You also might get hit by a meteor so don’t go out at all.
Regards,
Jim
Yes! And now I seem to be hearing more about the number of cases rather than the number of deaths. That paints a scarier picture too.
Weep,
Other tricks of the trade. Write your headline about how many deaths were “announced” today, a new high for a one day total. Of course, the deaths were all “announced” on that day. This doesn’t mean they occurred in one day. The deaths may have happened over the last two weeks and now they are “announcing” them. I just read an article that pulled such a beautiful switcheroo that I couldn’t believe it. The headline read “COVID-19 deaths rise again in county…”. The paragraph started “…175 fatalities were reported statewide. Just slip the number for the whole state in (22 million population) while you were talking about the county. Of course, they use the word “reported” instead of announced. However, they are pulling the same garbage. They were reported on Wednesday but that doesn’t tell you what the period was in which they actually occurred.

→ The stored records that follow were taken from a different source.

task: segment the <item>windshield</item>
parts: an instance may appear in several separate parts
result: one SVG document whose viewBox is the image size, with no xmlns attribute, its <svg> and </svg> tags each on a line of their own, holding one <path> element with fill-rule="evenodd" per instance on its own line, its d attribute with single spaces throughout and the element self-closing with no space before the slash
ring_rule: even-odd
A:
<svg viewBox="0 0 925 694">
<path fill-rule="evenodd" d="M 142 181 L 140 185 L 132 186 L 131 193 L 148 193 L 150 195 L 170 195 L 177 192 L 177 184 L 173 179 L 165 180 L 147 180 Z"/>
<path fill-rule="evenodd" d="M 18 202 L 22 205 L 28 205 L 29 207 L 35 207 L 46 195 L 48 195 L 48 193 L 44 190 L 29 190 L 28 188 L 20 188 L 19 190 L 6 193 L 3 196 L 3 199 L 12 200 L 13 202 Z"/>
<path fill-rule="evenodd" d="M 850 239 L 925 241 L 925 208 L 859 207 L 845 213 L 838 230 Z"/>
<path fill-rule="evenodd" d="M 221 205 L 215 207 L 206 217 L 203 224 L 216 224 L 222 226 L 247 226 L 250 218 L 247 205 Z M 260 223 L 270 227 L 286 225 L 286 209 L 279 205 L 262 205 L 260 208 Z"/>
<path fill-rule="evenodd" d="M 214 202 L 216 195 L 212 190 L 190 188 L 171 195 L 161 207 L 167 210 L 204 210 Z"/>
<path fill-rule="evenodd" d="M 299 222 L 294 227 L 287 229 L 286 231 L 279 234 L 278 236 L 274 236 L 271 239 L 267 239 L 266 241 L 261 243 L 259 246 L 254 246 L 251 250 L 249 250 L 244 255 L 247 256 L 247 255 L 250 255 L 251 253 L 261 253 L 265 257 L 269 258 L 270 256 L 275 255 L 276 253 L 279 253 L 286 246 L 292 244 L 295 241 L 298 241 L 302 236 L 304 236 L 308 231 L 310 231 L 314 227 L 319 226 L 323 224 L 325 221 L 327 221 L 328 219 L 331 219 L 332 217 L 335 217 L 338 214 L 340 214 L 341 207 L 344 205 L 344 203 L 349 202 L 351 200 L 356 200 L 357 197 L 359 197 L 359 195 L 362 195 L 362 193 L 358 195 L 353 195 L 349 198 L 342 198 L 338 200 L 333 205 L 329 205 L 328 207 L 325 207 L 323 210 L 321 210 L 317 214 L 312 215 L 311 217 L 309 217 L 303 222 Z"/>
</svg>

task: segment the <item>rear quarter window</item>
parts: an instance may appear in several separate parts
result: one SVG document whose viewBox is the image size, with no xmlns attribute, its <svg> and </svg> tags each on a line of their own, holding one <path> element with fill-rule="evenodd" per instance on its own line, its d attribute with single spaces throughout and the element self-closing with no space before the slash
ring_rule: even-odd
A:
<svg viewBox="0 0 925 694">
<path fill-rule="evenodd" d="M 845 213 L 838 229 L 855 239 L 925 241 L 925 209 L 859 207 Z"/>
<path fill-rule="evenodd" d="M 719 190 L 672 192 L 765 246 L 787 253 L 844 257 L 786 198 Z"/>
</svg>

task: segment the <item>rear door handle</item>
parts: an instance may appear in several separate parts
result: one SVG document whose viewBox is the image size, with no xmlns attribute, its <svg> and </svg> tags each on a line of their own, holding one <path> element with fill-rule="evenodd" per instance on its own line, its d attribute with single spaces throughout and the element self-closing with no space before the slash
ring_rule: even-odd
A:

Nice to get paid to scare the living hell out of people. Some journalist. Some idiot.
Regards,
Jim
Your link for the article about the Amish did not come up in your reply. Can you attempt a re-post of it?
Local Calif newspaper had as its headline “County deaths approach a new record high.” Which is meaningless, as if even one new fatality occurred, that would boost the fatality numbers higher by one and only one addition.
Yet the way the mind reads that headline is in response to the suggestion that a crisis is now upon us, and we are all gonna die.
And so we will. In 70, 80 years tops.
Sorry about that. I’m pretty sure this was the one: https://www.indystar.com/story/news/2020/08/21/coronavirus-spreads-among-amish-northern-indiana/5536002002/
Are they still doing those, even though I was doing my best to mock those headlines back in the day?